If a supplier finds themselves in the position whereby a company is unable to pay their debt, they can make a demand upon the director under their director's personal guarantee and lodge a caveat over the director's interest in real property. In Queensland, the supplier then has three months to enforce this caveat, which means they need to commence legal proceedings by applying to court to confirm their equitable interest. At this point they will usually seek to have a statutory trustee appointed over the property. Any appointed statutory trustee is then required to sell the property and distribute the proceeds in a particular priority. Typically, the proceeds are distributed firstly to any mortgagee, then secondly to any other 'secured creditors', which includes any caveat creditors, and then any surplus proceeds are paid to the property's owner (the director).
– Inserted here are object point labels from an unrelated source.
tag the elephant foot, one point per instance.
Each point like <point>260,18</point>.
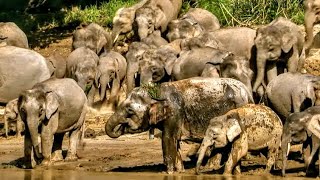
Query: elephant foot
<point>71,157</point>
<point>56,156</point>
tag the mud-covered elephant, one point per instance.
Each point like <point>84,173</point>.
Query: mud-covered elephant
<point>55,106</point>
<point>92,36</point>
<point>192,63</point>
<point>180,109</point>
<point>293,92</point>
<point>279,46</point>
<point>233,66</point>
<point>191,24</point>
<point>111,71</point>
<point>155,15</point>
<point>156,65</point>
<point>12,35</point>
<point>57,65</point>
<point>12,117</point>
<point>247,128</point>
<point>311,17</point>
<point>82,67</point>
<point>123,20</point>
<point>302,128</point>
<point>20,69</point>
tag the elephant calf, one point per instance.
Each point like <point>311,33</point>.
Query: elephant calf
<point>301,128</point>
<point>12,116</point>
<point>250,127</point>
<point>55,106</point>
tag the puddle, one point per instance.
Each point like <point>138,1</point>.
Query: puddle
<point>82,175</point>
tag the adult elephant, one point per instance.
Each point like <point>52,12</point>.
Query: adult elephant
<point>55,106</point>
<point>111,71</point>
<point>293,92</point>
<point>194,22</point>
<point>155,15</point>
<point>92,36</point>
<point>281,41</point>
<point>12,35</point>
<point>311,17</point>
<point>181,109</point>
<point>192,63</point>
<point>301,128</point>
<point>82,67</point>
<point>20,69</point>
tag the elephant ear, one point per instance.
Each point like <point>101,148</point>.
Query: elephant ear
<point>287,42</point>
<point>159,111</point>
<point>52,104</point>
<point>313,125</point>
<point>234,128</point>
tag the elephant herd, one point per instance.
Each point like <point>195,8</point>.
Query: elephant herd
<point>230,90</point>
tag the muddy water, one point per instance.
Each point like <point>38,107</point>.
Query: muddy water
<point>81,175</point>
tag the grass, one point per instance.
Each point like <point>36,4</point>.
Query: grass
<point>229,12</point>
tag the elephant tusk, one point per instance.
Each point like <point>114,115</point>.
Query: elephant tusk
<point>288,149</point>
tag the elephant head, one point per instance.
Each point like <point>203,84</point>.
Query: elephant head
<point>136,114</point>
<point>221,131</point>
<point>133,56</point>
<point>93,37</point>
<point>148,19</point>
<point>183,28</point>
<point>272,42</point>
<point>297,129</point>
<point>36,107</point>
<point>157,64</point>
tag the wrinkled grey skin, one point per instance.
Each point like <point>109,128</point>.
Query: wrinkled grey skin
<point>301,128</point>
<point>82,67</point>
<point>92,36</point>
<point>156,65</point>
<point>293,92</point>
<point>155,15</point>
<point>205,39</point>
<point>12,118</point>
<point>57,106</point>
<point>134,56</point>
<point>233,66</point>
<point>57,65</point>
<point>311,17</point>
<point>123,20</point>
<point>111,71</point>
<point>12,35</point>
<point>195,21</point>
<point>20,69</point>
<point>192,63</point>
<point>279,41</point>
<point>250,127</point>
<point>181,111</point>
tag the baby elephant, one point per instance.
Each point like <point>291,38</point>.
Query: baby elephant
<point>250,127</point>
<point>11,116</point>
<point>52,108</point>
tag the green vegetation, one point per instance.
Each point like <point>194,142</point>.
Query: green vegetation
<point>229,12</point>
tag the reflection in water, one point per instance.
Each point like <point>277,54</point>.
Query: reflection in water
<point>13,174</point>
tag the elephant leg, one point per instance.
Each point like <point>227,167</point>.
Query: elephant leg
<point>271,71</point>
<point>73,142</point>
<point>239,149</point>
<point>57,147</point>
<point>90,95</point>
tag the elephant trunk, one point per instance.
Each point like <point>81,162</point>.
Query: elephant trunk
<point>114,127</point>
<point>33,129</point>
<point>201,153</point>
<point>261,65</point>
<point>104,81</point>
<point>285,145</point>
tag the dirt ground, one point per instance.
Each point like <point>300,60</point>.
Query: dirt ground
<point>129,153</point>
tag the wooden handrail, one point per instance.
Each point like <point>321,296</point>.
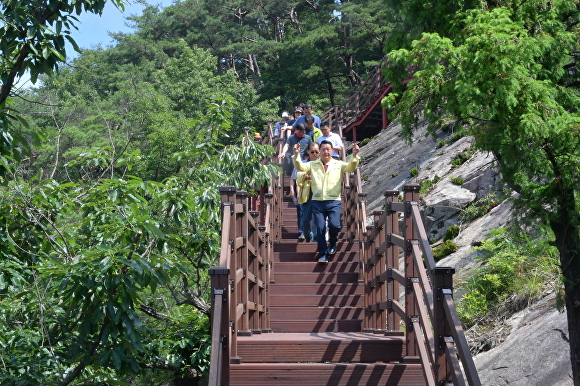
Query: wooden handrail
<point>429,312</point>
<point>356,105</point>
<point>239,285</point>
<point>240,301</point>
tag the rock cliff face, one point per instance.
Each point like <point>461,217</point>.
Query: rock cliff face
<point>536,350</point>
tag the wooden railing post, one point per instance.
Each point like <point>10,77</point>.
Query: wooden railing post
<point>442,280</point>
<point>255,303</point>
<point>369,247</point>
<point>266,250</point>
<point>220,326</point>
<point>411,197</point>
<point>380,290</point>
<point>243,327</point>
<point>392,257</point>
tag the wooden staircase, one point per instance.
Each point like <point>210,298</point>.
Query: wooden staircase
<point>316,318</point>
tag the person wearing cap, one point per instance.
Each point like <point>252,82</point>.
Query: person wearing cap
<point>334,138</point>
<point>299,137</point>
<point>326,183</point>
<point>312,130</point>
<point>307,110</point>
<point>297,114</point>
<point>282,125</point>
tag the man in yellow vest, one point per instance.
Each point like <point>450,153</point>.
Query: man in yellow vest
<point>326,183</point>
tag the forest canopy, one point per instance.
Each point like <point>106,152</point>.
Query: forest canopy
<point>111,163</point>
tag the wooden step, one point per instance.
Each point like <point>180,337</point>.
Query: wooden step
<point>316,289</point>
<point>328,374</point>
<point>321,347</point>
<point>317,325</point>
<point>292,245</point>
<point>315,277</point>
<point>312,266</point>
<point>289,300</point>
<point>315,313</point>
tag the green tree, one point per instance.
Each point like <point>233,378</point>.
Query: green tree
<point>33,40</point>
<point>84,264</point>
<point>508,74</point>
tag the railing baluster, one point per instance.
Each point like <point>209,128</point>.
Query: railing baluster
<point>411,192</point>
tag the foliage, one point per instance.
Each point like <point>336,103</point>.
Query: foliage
<point>457,180</point>
<point>451,232</point>
<point>462,157</point>
<point>479,208</point>
<point>512,266</point>
<point>445,249</point>
<point>428,183</point>
<point>83,263</point>
<point>364,141</point>
<point>33,40</point>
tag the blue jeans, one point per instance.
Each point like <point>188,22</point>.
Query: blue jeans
<point>309,231</point>
<point>299,215</point>
<point>323,211</point>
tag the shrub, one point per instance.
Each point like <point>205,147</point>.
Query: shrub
<point>479,208</point>
<point>462,157</point>
<point>457,180</point>
<point>427,184</point>
<point>445,249</point>
<point>451,233</point>
<point>514,266</point>
<point>457,135</point>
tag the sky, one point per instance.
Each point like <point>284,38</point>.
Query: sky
<point>94,29</point>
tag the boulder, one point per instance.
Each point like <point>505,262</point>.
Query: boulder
<point>536,352</point>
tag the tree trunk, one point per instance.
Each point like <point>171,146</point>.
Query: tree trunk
<point>567,235</point>
<point>330,89</point>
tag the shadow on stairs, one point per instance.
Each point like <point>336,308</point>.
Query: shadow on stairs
<point>316,315</point>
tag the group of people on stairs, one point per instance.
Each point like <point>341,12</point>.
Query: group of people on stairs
<point>312,157</point>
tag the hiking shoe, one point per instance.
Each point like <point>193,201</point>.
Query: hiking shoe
<point>332,249</point>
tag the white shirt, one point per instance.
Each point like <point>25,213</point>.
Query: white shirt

However, it is critical to note, in Queensland (other states have different rules) a caveat must be 'enforced' within three months of it being lodged, or the caveat will lapse. If it lapses, a creditor cannot lodge a new caveat (on the same grounds). Further, the creditor will also lose their equitable interest in the property and therefore rank as an 'unsecured creditor', along with any others.

So, by seeking appropriate legal advice, a supplier can insert equitable charging clauses in all of their personal guarantees. In doing so, they give themselves the following advantages:

  1. To become a secured creditor over property owned by a director.

  2. If the company is struggling to pay its debts, the supplier can lodge a caveat over the property.

  3. To use the caveat as leverage to have the director pay their debt ahead of other creditors (the director won't want their property sold and often do what they can, to pay out the debt)

  4. If the debt is unpaid, the supplier can enforce their rights (within three months of lodging the caveat) to have the court appoint a statutory trustee to sell the property and the supplier has a secured interest in that property.

At Worrells, we are frequently appointed statutory trustees over properties. In most cases those holding a caveat receive some or all of their debt from the sale. Had they not had their equitable charging clause, it is unlikely they would have received any money.

We strongly suggest that all suppliers, service providers (including accountants and solicitors) and other businesses seek appropriate legal advice to determine if their position allows an equitable charging clause to be in their credit applications. My view is this is one of the most under-utilised debt recovery tools that makes the difference of being paid, or not being paid.